The primary reason you have to re-check the condition is the possibility of an intercepted signal. Suppose Thread A is waiting on nonempty. Thread B adds an item to the queue and signals nonempty. Thread A wakes up an tries to lock the mutex, but before it gets the chance, Evil Thread C swoops in, locks the mutex, pops the item from the queue, and unlocks the mutex. Now the queue is empty again, but Thread A is not blocked any more. Thread A could lock the mutex and returns from cond_wait. If Thread A does not check the condition again, it would try to pop an element from an empty queue, and probably cause an error.

• The other question that comes up when people learn about condition variables is “How does the condition variable know what condition it is associated with?”

This question is understandable because there is no explicit connection between a Cond structure and the condition it relates to.
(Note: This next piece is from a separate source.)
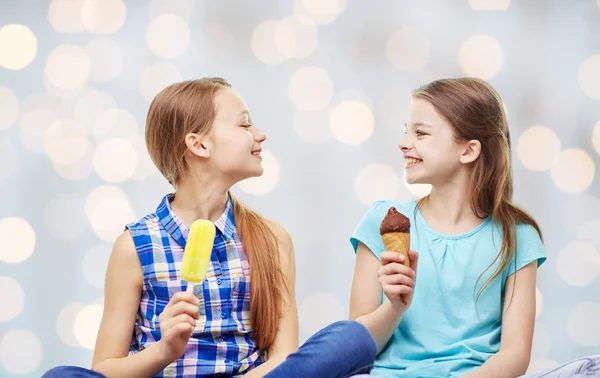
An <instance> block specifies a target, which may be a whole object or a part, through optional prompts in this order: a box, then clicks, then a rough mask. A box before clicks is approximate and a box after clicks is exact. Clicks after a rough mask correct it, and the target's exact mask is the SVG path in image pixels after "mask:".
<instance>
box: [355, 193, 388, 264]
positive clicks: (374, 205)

The connection is implicit in the way it is used.

Here’s one way to think of it: the condition associated with a Cond is the thing that is false when you call cond_wait and true when you call cond_signal.

Because threads have to check the condition when they return from cond_wait, it is not strictly necessary to call cond_signal only when the condition is true. If you have reason to think the condition might be true, you could call cond_signal as a suggestion that now is a good time to check.

## Condition variable implementation

The Cond structure I used in the previous section is a wrapper for a type called pthread_cond_t, which is defined in the POSIX threads API. It is very similar to Mutex, which is a wrapper for pthread_mutex_t. Both wrappers are defined in utils.c and utils.h.

Here’s the typedef:

typedef pthread_cond_t Cond;


make_cond allocates space, initializes the condition variable, and returns a pointer:

Cond *make_cond() {
Cond *cond = check_malloc(sizeof(Cond));
int n = pthread_cond_init(cond, NULL);
if (n != 0) perror_exit("make_cond failed");

return cond;
}


And here are the wrappers for cond_wait and cond_signal.

void cond_wait(Cond *cond, Mutex *mutex) {
int n = pthread_cond_wait(cond, mutex);
if (n != 0) perror_exit("cond_wait failed");
}

void cond_signal(Cond *cond) {
int n = pthread_cond_signal(cond);
if (n != 0) perror_exit("cond_signal failed");
}


At this point there should be nothing too surprising there.